The Federal Reserve's recent decision to cut interest rates for the first time since March 2020 is set to shake up the stablecoin market. The top five centralized stablecoins, which collectively hold nearly $125 billion in US treasury bills, are bracing for a significant hit to their revenue streams.

- **Impact on Revenue**: According to CCData, treasury bills make up 80.2% of major stablecoin reserves. Each 50-basis point (bps) cut could slash approximately $625 million in interest income.

- **Future Cuts**: The CME Group’s FedWatch tool indicates a potential 75-bps rate cut by the end of 2024, including a 50-bps cut in November and an additional 25 bps in December. This could total a $1.5625 billion revenue loss for stablecoins.

- **Leading Stablecoins**: Tether’s USDT leads with $93.2 billion in T-bills, followed by Circle’s USDC with $28.7 billion. Smaller players like FDUSD, PYUSD, and TUSD also hold significant treasury assets.

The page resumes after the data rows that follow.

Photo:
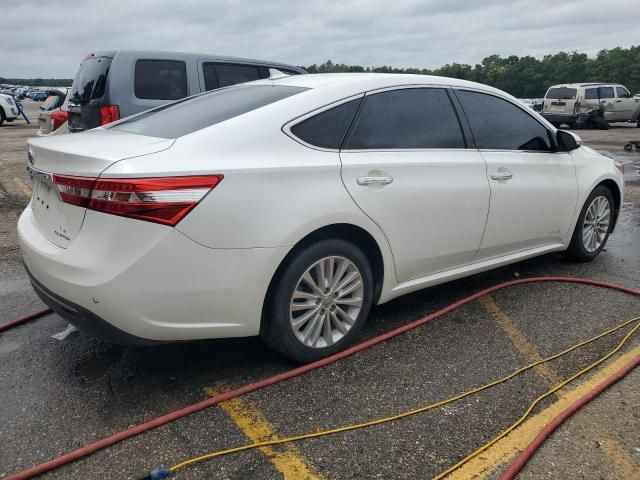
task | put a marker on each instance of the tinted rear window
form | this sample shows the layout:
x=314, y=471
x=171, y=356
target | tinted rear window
x=91, y=78
x=160, y=79
x=411, y=118
x=562, y=93
x=327, y=129
x=192, y=114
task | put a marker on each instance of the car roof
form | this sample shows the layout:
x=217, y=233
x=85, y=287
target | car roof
x=360, y=82
x=189, y=56
x=592, y=84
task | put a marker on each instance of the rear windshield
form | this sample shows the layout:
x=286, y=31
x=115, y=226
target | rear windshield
x=562, y=93
x=195, y=113
x=91, y=79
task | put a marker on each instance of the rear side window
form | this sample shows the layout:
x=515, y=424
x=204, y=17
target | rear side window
x=195, y=113
x=218, y=75
x=606, y=92
x=591, y=94
x=91, y=79
x=500, y=125
x=622, y=92
x=160, y=79
x=562, y=93
x=409, y=118
x=327, y=129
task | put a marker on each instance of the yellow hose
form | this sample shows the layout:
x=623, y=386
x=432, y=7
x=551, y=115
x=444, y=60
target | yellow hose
x=425, y=408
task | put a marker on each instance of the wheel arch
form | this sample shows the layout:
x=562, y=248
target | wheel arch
x=613, y=187
x=344, y=231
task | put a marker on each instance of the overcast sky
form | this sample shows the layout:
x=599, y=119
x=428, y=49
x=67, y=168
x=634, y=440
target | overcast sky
x=48, y=39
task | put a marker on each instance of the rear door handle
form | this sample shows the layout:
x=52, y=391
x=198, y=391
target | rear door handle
x=374, y=180
x=501, y=175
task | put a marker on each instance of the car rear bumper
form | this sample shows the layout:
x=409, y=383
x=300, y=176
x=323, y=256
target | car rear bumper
x=130, y=281
x=559, y=117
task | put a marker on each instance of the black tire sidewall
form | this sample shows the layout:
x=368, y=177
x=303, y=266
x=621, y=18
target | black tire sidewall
x=277, y=331
x=576, y=248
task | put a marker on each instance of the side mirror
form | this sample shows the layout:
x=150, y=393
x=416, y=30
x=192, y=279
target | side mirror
x=568, y=141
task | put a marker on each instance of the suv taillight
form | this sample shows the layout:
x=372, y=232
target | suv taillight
x=57, y=119
x=164, y=200
x=109, y=113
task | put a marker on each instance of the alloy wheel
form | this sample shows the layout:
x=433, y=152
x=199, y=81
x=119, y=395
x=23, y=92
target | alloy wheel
x=596, y=224
x=326, y=302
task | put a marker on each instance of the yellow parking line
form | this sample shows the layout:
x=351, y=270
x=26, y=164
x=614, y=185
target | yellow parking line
x=506, y=449
x=23, y=186
x=615, y=453
x=625, y=465
x=286, y=458
x=519, y=340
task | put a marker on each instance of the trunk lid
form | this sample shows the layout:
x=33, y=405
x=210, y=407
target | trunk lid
x=82, y=155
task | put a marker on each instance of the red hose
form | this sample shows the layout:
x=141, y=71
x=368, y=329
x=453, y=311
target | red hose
x=196, y=407
x=537, y=442
x=24, y=319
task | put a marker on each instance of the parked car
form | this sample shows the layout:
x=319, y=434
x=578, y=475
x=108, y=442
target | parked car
x=38, y=96
x=287, y=208
x=113, y=85
x=8, y=109
x=590, y=105
x=53, y=112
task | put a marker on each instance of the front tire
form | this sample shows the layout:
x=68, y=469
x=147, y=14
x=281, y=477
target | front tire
x=319, y=302
x=593, y=226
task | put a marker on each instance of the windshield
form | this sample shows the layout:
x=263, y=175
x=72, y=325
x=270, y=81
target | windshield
x=562, y=93
x=195, y=113
x=91, y=79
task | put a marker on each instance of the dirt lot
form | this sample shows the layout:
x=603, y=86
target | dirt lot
x=60, y=395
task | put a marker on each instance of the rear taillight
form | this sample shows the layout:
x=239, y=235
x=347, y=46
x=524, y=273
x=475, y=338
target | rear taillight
x=57, y=119
x=160, y=200
x=109, y=113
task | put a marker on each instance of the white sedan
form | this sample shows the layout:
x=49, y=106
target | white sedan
x=288, y=207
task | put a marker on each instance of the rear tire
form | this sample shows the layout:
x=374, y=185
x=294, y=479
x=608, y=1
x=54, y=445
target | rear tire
x=319, y=302
x=593, y=226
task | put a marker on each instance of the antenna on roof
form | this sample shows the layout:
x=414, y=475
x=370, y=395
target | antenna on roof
x=275, y=74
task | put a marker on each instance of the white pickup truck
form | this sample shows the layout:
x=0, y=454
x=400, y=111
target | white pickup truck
x=8, y=109
x=590, y=105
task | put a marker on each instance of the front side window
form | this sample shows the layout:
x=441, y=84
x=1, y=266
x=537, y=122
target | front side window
x=606, y=92
x=622, y=92
x=500, y=125
x=591, y=94
x=327, y=129
x=160, y=79
x=406, y=119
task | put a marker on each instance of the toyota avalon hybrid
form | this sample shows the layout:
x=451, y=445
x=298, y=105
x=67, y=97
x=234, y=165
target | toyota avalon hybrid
x=287, y=207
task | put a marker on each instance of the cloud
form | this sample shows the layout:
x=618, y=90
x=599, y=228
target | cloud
x=40, y=41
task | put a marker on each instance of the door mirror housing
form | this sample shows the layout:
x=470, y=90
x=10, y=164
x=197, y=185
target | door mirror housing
x=568, y=141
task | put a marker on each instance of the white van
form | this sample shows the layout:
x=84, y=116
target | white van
x=590, y=104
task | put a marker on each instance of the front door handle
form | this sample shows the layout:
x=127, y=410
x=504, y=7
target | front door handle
x=374, y=180
x=501, y=175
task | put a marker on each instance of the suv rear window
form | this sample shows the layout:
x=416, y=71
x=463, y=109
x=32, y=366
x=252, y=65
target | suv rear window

- **Market Trends**: Despite a 1.50% rise in stablecoin market capitalization to $172 billion in September, trading volumes on centralized exchanges have dropped by 39.4% to $683 billion as of Sept. 23.

USDT remains the most traded stablecoin, capturing 77.2% of all trading volume, with FDUSD and USDC trailing behind. The upcoming rate cuts could add pressure on stablecoins' profit margins, making the next few months critical for the market.